Throwing Quarters: Phoenix | Wolfgang Amadeus Phoenix
Lively and danceable, Phoenix’s only misstep comes in valuing precision and method over heart and soul.
Oblique Strategies are a set of flash cards created by Brian Eno and Peter Schmidt used to help artists think laterally when facing creative block. Coldplay have been rumored to have used these cards in the recording of their 2008 album Viva La Vida Or Death And All His Friends which not coincidentally was produced by Brian Eno. Lead singer of french indie rock band Phoenix, Thomas Mars, admitted to using the cards “early and often” throughout the creative process of their 2009 critically acclaimed release Wolfgang Amadeus Phoenix; and it comes as no surprise after listening to the succinct 37-minute long album that a playful card game was used along the way as the disc maintains both a calculated feel and a sportive tone.
The most experimental track of the album, “Love Like A Sunset”, also happens to be arguably the best offering. Here the band is found bridging the gap between French club music and indie rock as part one of the song builds to an apex of processed sound where the beat colloquially “drops” at the halfway point. The groove is only matched in its ambition by the finale of the seven minute triumph in the arrival of acoustic guitar and a syrupy sweet vocal.
The widely popular “1901” is easily the most indelible song of the album. A repetitive chorus of “fold it, fold it” hangs over punchy synth syncopations and at no moment is there a waning of energy. “Lisztomania” is also noteworthy for its acute danceability. The fun of Wolfgang Amadeus Phoenix is in full effect in this opening track and it sets a very appropriate stage for what is to be found on the remainder of the LP: playful dance pop. Now, obviously we’re not talking about dance-pop in the fashion of Madonna or Lady GaGa. This is clearly a very indie style of dance music, but also distinctly frisky. Perhaps one of the best examples of this indie and dance dichotomy is “Fences” which bounces along in a silky groove, complete with handclaps, and yet has a purportedly “indie” chorus.
Phoenix craft an album that moves along just fine, even if it does fade a bit heading into the second half. Just the same, even in its best moments the meat of Wolfgang Amadeus Phoenix makes this a difficult album to love but an incredibly easy album to like. As the songs begin to bleed together it’s plain to see there are no major missteps here, but conjointly there are also no real risks. What this harbors is a safe album that can at times feel a bit sterile and unfeeling. This sort of cold purity is exactly what one would expect in an indie pop album constructed so meticulously. When Phoenix weren’t disassembling writer’s block by way of Oblique Strategies they were employing a “merciless doctrine of self-editing and concision.” Does this sound like a band that is breathing passion and impression into the notes they are recording? It resonates more of a group that is constructing an infectious dance album.
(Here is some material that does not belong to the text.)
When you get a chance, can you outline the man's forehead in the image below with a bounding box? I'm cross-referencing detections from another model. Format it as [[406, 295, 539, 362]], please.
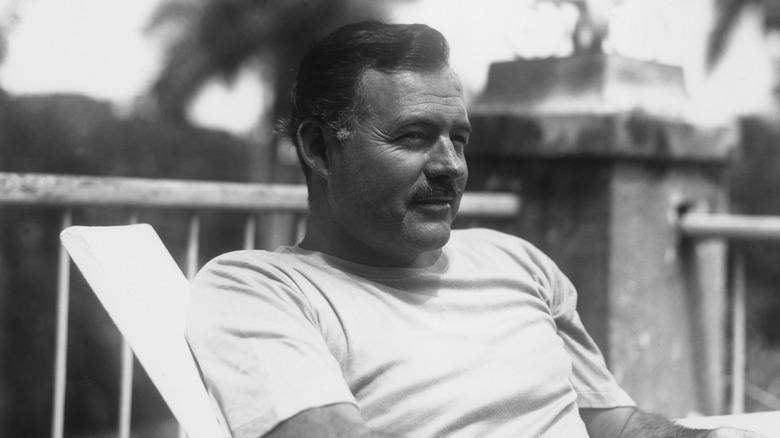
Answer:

Reading between the lines of frontman Mars shouting that its “better than it looks” one sees that it truly isn’t. It’s perhaps worse than it looks. Which is not to say that it’s bad, in fact it’s quite good. That it looks so much better than most of the music in its elbow space is why we are able to criticize Wolfgang Amadeus Phoenix for it’s only prominent flaw. Yet this flaw remains: any warmth of feel these tunes might have had, appears to have been lost behind the polished production and consciously prosaic environment nurtured by those harmless flash cards. This is not to say that techniques used to breakthrough creative dilemmas are to blame for the lack of emotion on the album, but rather that the feeling that something’s missing is perhaps hinted at by a creative atmosphere that is less inspired and more calculated.